The man with the gun came in.

He moved in short, determined strides, the gun leveled at Cohen, and now, in the improvement of light as he came into his house, Cohen could see that he had not imagined it at all, that this first flash had, in fact, been perfectly true, and that this was no joke, this was something real that he was living through. A stranger had come into his house with a gun, and now, even through the dark haze of the drugs, Cohen felt a lurch of inadequacy that moved toward terror. He had his own gun, of course, would be a fool not to have it, but it was buried under a pile of underwear in the second drawer of his bureau and had not, as a matter of fact, been checked for more than a year. He could not remember the last time he had looked at it. For all he knew, it wasn’t even loaded, would malfunction. Helpless, he thought, backing through the hall and into the living room, absolutely helpless, and it wasn’t fair; he was coming down now, he had taken a good rush of fine smack, and there was no reason why it had to be wasted, absolutely wasted because of an intruder. This turned his fear at least momentarily toward anger, which was strengthening. “What do you want?” he said. “I’m going to call the police.”
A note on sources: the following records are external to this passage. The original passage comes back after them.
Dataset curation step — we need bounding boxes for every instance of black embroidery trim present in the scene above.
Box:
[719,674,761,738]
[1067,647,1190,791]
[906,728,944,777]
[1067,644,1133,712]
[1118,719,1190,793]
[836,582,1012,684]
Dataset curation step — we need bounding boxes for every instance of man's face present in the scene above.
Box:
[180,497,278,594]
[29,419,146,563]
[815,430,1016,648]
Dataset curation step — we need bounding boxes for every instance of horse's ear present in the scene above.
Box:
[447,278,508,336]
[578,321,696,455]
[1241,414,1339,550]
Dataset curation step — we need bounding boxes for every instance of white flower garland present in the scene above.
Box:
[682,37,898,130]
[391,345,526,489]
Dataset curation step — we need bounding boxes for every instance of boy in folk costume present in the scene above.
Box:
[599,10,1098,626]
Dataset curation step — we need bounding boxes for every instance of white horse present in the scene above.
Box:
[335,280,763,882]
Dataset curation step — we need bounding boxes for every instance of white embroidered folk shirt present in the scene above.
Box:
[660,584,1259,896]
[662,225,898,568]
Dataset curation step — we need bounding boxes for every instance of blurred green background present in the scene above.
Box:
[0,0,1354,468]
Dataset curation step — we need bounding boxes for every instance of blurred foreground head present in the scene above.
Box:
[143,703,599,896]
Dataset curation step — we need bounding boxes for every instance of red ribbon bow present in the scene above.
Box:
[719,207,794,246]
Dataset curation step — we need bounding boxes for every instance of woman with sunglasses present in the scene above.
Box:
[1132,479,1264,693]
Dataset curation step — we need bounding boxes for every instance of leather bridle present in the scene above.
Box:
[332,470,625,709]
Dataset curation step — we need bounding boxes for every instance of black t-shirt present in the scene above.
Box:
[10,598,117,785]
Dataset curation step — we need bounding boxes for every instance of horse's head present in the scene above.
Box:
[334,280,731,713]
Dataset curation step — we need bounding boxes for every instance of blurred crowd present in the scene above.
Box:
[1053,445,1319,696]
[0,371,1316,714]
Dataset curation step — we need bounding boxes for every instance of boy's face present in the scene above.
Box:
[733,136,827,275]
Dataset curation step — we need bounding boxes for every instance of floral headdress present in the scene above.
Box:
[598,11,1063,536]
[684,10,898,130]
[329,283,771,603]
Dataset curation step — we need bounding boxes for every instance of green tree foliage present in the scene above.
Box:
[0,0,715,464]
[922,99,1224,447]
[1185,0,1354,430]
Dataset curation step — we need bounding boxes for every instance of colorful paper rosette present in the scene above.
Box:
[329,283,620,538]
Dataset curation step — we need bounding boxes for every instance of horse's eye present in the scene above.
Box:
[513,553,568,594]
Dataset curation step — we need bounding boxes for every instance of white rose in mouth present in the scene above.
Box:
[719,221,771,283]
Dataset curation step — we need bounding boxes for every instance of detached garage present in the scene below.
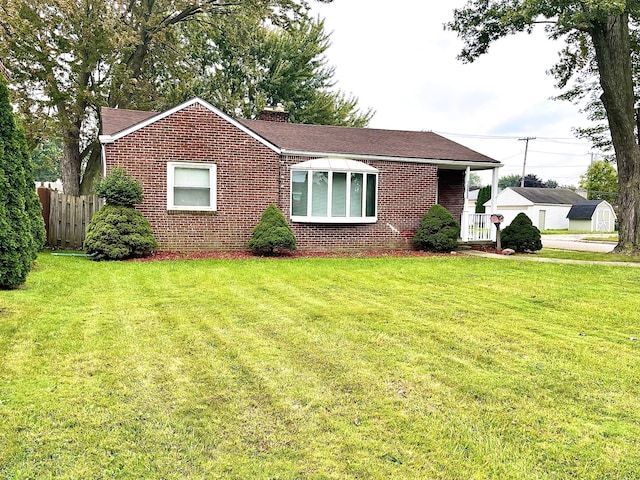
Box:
[567,200,616,232]
[485,187,585,230]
The man pointed the gun at Cohen and fired. The bullet went by his right ear, no more than by a few inches, impacted into a wall behind, and Cohen felt his legs go on him, felt himself, as if in a dream, pitch toward the floor, hit it face-first, collapse, and run into the floor like water, his body breaking, spreading out. The man was crouched over him, his hand enormous, grasping him by the collar. “You son-of-a-bitch,” the man said, “did you think I was playing games?”
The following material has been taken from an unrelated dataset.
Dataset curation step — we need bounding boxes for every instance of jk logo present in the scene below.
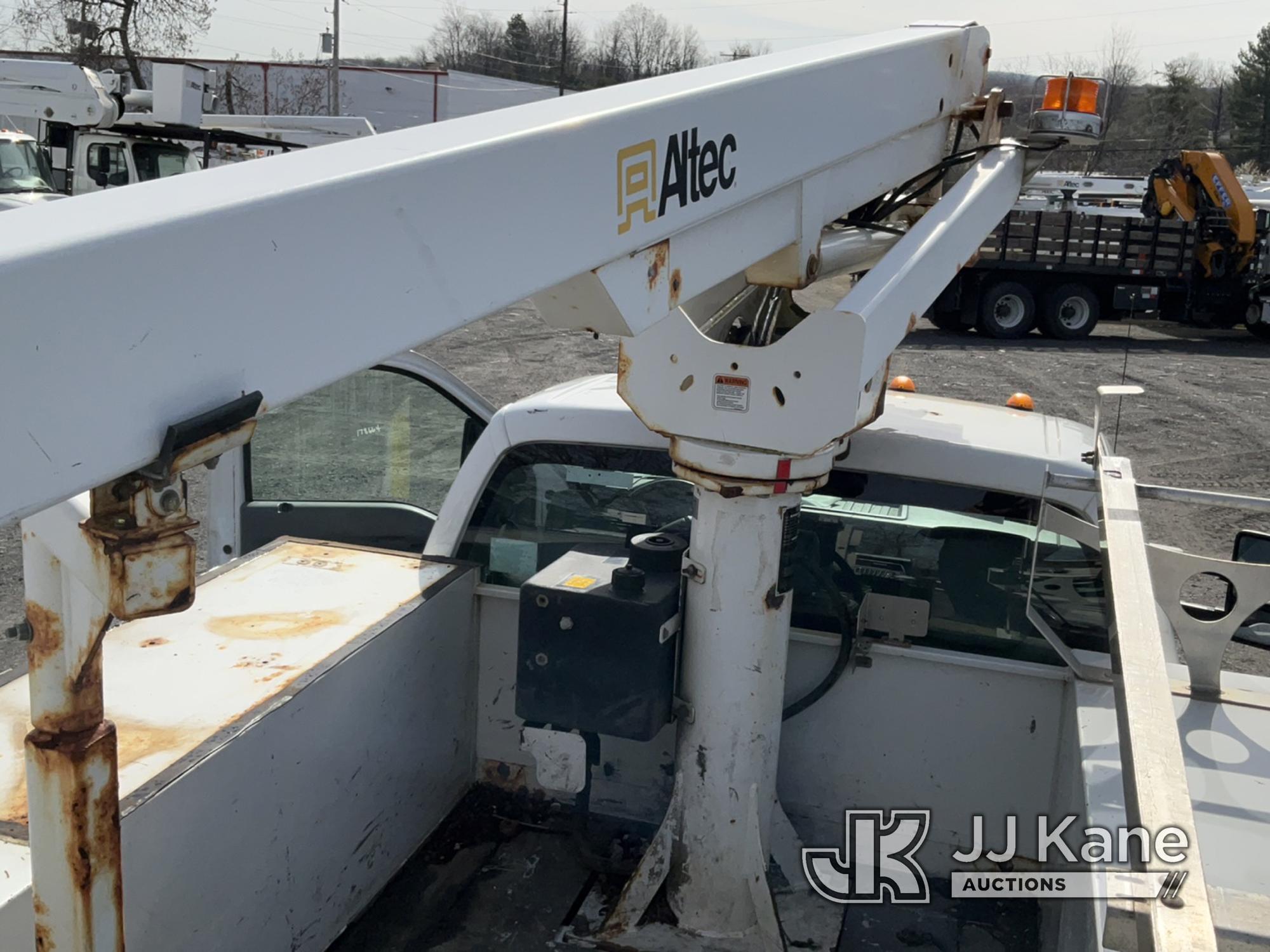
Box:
[803,810,931,904]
Cohen, looking up into the face, tried to say something, but could not. His throat gathered on him. He hawked, choked deep back in his throat, and began to gag. The man twisted his collar more tightly. “You’re on shit,” the man said with disgust. “You son-of-a-bitch, you’ve just taken a dose.” Cohen felt the man’s hand move across his face; there was a clatter deep in the back of his skull. He fell into the floor, gasping. I’m going to die, he thought, I’m going to die, and I’m not even fifty years old. It had never occurred to him that he could lose his life. He had avoided a violent existence for precisely that reason; other men might get killed messing on the fringes of the drug trade, but not him.
Not him
. It was just not that important to him. He felt the hand around his collar again, and the man had yanked him upright. “You stupid son-of-a-bitch,” the man said, “you’re going to talk whether you like it or not. You’re not going to get out of this so cheaply. You’re going to
talk
.“ And he hit him again. Cohen felt channels open and then close in his mind, and he pitched forward against the enormous bulk of the intruder, moving through a long, dark passage, a clinging, wet cunt of oblivion.